The 1970's stagflation, caused largely by the OPEC created oil supply shock, was effectively artificial in terms of its creation.

A combination of aggressive monetary policy courtesy of the Paul Volker-led Federal Reserve, and an increase in the oil supply resulting from more domestic drilling led the US economy to get back on a growth trajectory with a disinflationary backdrop after just a few years.

I contend that this will not be the case with today's stagflationary environment.

The current labor supply shock is largely demographically driven and has been a long time in the making. Covid wasn't the cause, but certainly served as an accelerant.

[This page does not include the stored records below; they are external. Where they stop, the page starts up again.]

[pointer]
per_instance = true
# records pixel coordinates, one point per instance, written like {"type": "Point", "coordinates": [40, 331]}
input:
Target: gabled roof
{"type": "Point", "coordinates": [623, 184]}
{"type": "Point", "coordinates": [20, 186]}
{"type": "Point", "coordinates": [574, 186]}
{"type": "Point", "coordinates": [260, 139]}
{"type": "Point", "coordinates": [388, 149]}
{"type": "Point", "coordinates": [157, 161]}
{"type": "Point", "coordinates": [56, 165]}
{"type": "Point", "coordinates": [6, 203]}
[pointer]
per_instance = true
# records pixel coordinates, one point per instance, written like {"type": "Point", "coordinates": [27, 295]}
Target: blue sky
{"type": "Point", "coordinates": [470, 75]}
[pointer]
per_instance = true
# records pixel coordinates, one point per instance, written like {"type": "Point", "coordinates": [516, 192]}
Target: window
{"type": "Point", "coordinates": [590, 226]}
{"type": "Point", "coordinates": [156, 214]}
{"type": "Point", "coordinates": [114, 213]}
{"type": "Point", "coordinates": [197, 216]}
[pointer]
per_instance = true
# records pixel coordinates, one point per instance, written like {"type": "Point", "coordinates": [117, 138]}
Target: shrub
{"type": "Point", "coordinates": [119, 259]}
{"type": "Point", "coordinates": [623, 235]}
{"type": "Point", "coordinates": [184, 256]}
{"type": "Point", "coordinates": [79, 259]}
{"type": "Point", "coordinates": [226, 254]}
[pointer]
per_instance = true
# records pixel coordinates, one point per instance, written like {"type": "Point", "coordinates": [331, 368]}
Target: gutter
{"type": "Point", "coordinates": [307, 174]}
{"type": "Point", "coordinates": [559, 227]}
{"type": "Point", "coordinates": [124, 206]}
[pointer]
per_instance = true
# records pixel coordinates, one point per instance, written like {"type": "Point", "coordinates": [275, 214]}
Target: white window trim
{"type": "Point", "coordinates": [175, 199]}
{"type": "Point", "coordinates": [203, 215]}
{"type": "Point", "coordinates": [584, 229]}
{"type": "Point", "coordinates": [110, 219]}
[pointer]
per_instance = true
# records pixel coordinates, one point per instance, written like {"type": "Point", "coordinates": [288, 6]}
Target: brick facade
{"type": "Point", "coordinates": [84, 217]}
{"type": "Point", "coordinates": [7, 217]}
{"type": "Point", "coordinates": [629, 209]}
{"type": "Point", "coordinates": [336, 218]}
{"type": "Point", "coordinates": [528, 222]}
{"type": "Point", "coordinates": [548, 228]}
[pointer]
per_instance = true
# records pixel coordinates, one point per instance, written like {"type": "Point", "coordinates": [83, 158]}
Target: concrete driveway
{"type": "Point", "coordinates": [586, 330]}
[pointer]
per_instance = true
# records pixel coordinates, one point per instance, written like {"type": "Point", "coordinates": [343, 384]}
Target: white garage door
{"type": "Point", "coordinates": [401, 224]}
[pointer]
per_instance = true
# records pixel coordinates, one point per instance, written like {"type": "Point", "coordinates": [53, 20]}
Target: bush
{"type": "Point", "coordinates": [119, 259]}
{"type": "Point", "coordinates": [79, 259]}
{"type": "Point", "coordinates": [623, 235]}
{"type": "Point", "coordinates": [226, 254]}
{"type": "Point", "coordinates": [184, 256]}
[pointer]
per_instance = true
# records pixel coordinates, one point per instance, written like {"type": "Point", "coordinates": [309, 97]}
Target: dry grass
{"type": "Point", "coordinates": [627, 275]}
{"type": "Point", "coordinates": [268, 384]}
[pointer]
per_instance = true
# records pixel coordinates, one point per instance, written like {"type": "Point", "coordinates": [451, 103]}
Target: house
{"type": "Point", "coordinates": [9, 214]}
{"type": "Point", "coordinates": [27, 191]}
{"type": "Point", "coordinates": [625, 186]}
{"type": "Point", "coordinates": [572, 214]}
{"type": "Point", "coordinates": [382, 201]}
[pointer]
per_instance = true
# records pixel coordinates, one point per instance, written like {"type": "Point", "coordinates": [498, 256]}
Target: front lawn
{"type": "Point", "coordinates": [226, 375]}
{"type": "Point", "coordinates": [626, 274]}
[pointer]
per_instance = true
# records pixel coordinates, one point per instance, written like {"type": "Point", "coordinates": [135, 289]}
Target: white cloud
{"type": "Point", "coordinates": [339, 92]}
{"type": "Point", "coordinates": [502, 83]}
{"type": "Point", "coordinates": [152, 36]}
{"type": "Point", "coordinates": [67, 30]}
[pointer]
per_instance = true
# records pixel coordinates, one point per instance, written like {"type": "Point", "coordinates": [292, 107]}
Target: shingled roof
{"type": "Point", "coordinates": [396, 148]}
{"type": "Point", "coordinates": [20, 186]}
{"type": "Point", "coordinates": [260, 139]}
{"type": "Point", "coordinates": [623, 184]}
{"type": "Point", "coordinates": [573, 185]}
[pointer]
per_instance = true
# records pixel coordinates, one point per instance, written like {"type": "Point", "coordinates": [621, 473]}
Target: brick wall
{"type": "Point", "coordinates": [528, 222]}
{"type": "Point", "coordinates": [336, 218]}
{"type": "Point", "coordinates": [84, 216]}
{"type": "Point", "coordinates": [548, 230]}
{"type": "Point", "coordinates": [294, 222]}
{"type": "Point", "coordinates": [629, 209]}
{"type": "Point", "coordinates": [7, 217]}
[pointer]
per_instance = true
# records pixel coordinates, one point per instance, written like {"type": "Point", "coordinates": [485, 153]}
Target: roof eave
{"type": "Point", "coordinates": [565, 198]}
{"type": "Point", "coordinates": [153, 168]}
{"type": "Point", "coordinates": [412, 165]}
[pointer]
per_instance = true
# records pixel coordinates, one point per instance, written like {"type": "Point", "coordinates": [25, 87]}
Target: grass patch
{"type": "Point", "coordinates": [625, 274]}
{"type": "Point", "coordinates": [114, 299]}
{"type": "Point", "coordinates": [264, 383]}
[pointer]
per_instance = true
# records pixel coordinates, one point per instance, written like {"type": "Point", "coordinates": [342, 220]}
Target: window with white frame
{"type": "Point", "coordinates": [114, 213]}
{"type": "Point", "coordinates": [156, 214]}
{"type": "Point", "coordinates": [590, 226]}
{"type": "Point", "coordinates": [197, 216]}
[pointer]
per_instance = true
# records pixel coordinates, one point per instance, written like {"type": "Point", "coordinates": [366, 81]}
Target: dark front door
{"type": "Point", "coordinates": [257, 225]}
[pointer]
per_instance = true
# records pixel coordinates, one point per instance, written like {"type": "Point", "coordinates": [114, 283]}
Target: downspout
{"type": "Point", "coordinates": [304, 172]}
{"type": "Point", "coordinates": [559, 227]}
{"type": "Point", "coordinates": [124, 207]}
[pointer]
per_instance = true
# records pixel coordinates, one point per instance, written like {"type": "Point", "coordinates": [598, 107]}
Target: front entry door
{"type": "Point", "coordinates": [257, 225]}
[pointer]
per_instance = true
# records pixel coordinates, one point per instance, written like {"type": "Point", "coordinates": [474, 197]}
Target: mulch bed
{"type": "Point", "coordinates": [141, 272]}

Retirement related declines in the labor force became noteworthy beginning around 2012 when the first of the baby boomers started turning 65 at a rate of approximately 10,000 per day in the US. The pace of boomers turning 65 has picked up over the last decade, now pacing at roughly 12,000 per day. 📈

As you can see from the chart below, we are currently at the peak of boomers turning 65 and that level will persist for a number of years before starting to decline around the end of decade.

That's a lot of folks leaving the workforce.

In my opinion, we as a society must deal with this dynamic head on, by aggressively investing in productivity enhancing technology as well as policies that will encourage aging workers to remain in the labor force longer.

Until then, I expect to see continued upward pressure on labor costs as the workforce continues to age and to age-out.